Laut Umweltschützern besteht die Gefahr einer Ölpest an Spaniens Küsten, wenn durch den Bruch des Schiffsrumpfes die Lagerkammern beschädigt werden. Angeblich seien bereits "sichtbare" Mengen von Schmieröl ausgetreten, nur wenige hundert Meter auch von der spanischen Küste von La Línea de Concepción. Die Administration von Gibraltar erklärte, "bisher ist keinerlei Öl oder sonstige Ladung ausgetreten", es gebe nur "sehr geringe Abgänge von Schmieröl", die aber "innerhalb der ersten Barriere" blieben. Allerdings widerlegten Luftaufnahmen spanischer Behörden am Donnerstamittag diese Angaben und zeigten, wie Teile des Treibstoffs bereits auf dem offenen Meer Richtung Küste trieben. Gibraltar forderte daraufhin ein weiteres Schiff an, um eine zweite Barriere zu errichten, bis das Abpumpen abgeschlossen sein wird.

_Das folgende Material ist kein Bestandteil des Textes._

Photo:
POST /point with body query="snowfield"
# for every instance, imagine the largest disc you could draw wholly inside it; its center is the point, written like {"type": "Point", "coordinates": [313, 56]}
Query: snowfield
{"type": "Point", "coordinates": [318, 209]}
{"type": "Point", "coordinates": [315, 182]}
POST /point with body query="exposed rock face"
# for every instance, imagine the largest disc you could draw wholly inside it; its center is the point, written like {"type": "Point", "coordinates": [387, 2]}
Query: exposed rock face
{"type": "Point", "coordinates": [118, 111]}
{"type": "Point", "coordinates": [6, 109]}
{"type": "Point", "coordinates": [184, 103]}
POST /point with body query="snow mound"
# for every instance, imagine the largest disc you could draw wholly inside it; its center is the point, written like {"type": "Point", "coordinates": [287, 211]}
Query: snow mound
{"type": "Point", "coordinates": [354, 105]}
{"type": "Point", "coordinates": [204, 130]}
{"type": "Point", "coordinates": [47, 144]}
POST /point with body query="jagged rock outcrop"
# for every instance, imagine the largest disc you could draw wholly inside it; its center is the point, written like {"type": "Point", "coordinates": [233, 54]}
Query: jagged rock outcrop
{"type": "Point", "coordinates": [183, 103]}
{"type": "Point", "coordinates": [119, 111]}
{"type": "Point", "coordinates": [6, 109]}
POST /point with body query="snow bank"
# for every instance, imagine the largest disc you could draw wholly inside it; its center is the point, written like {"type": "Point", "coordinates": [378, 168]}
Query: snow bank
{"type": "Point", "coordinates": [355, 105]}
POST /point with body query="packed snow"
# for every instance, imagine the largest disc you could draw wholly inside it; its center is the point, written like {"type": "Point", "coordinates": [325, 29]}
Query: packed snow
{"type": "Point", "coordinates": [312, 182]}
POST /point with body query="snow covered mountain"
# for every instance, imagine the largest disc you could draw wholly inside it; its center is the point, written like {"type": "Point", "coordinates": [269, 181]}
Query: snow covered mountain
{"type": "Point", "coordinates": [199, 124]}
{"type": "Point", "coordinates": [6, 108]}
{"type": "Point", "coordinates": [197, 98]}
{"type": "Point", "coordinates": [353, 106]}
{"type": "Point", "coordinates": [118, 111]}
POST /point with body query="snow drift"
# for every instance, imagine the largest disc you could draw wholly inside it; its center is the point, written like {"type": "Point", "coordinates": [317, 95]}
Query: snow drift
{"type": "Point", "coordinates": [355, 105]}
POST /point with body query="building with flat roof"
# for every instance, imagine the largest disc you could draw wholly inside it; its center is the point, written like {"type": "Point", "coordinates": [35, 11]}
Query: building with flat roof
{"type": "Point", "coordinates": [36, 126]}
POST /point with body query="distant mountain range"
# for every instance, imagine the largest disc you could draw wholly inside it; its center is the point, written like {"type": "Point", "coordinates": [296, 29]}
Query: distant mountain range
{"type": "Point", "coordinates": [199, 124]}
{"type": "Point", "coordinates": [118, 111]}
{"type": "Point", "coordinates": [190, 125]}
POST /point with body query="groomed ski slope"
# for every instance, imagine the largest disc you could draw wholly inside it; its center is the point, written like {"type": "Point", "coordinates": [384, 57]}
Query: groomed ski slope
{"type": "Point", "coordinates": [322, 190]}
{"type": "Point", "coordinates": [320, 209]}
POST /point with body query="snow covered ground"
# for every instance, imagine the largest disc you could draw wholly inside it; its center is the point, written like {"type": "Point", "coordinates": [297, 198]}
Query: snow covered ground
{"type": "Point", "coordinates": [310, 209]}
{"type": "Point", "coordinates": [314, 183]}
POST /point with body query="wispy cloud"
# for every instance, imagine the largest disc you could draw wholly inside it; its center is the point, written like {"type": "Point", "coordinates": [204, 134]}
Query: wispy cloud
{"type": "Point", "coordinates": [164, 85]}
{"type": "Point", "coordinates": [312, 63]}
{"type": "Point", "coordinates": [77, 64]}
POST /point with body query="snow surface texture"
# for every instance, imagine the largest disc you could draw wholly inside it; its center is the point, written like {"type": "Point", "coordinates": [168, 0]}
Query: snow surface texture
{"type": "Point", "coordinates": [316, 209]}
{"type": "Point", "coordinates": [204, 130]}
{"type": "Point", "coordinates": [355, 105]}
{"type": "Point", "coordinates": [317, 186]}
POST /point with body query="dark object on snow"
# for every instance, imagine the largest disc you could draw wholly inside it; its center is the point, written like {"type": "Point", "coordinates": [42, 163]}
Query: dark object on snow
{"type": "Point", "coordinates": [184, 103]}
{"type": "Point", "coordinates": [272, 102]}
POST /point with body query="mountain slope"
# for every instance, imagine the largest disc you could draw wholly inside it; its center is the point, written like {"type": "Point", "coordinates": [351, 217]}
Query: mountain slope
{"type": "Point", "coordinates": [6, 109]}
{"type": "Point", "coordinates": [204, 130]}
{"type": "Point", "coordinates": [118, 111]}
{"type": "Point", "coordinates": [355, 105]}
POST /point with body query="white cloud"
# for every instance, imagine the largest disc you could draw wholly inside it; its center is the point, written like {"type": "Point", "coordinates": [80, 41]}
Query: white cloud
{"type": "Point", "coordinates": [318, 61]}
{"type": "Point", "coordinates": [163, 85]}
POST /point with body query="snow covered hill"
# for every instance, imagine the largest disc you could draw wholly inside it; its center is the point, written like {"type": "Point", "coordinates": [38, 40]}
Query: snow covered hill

Zunächst wurden um das Schiff sowie am Hafen und den angrenzenden Stränden der sogenannten Catalan Bay schwimmende Barrieren ausgelegt, Spanien aktivierte ein erstes Notfallprotokoll des Plan Marítimo Nacional, die Hafenbehörde von Algeciras trägt dafür die Verantwortung. Die Behörden Gibraltars arbeiten zudem mit der Oil Spill Response Limited (OSRL), einer von Ölkonzernen nach zahlreichen teuren Katastrophen gegründeten und finanzierten Eingreiftruppe, die bei Havarien größere Umweltschäden verhindern soll.
Als zusätzliche Barriere wurden Schiffe in U-Form um den havarierten Öltanker platziert bis Spezialschiffe mit dem Abpumpen der Ladung beginnen können. Auch das ist eine heikle Aktion, da beim Kontakt mit eventuell beschädigten Ventilen und Ladeklappen weitere Stoffe austreten können.

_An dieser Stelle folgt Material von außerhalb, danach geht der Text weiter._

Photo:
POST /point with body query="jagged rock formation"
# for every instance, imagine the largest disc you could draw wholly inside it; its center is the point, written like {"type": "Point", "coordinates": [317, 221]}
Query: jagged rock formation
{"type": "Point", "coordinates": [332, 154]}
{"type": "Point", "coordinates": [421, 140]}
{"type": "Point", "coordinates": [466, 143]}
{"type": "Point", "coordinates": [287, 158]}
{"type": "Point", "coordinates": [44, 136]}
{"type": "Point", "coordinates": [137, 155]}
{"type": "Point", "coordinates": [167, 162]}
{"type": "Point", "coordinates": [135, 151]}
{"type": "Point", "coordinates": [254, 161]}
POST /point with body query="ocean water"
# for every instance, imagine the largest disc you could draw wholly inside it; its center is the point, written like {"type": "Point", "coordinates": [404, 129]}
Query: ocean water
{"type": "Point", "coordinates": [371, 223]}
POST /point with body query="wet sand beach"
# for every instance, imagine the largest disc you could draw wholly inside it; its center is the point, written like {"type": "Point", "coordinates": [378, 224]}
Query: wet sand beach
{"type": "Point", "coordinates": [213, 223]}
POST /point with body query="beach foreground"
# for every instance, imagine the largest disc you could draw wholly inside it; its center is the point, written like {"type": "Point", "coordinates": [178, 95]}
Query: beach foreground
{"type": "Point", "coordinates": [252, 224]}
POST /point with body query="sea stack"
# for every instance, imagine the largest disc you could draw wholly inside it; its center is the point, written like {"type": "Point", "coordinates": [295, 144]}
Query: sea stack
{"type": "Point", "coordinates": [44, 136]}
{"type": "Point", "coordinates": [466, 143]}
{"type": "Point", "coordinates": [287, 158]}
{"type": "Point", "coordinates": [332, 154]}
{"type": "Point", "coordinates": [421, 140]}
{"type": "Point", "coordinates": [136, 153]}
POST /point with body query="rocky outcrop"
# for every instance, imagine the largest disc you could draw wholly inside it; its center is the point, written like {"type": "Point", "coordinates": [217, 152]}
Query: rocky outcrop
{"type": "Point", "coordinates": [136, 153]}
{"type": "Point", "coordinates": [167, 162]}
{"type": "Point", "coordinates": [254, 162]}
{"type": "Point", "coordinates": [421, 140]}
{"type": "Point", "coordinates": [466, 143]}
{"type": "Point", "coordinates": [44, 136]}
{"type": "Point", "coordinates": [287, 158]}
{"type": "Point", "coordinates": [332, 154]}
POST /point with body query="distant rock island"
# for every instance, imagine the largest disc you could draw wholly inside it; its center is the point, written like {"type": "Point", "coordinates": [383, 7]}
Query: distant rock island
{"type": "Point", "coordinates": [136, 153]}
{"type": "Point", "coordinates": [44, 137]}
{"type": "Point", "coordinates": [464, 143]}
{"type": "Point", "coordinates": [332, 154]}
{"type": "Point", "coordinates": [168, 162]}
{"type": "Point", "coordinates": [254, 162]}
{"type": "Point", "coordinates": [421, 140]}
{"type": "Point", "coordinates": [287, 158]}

Die OS 35 ist in Tuvalu registriert und wird von der Old Stone Management Ltd. betrieben, die am Hafen von Piräus in Griechenland in ihren Sitz hat. Andalusiens Landeschef Juanma Moreno hat Gibraltar "sämtliche Unterstützung" zugesagt, die nötig sei, um eine Ausbreitung von Öl oder anderen Stoffen an der spanischen Küste zu verhindern. Im Vordergrund stehen natürlich die Strände in unmittelbarer Nähe bei Algeciras, aber auch Cádiz und die gen Nordosten die Costa del Sol mit noch sehr vielen Urlaubern ist nicht weit. Estepona ist nur 33 Kilometer vom Unfallort entfernt, Marbella 78 Kilometer. Ein Ölteppich und ungünstige Strömungen könnten die Nachsaison empfindlich stören.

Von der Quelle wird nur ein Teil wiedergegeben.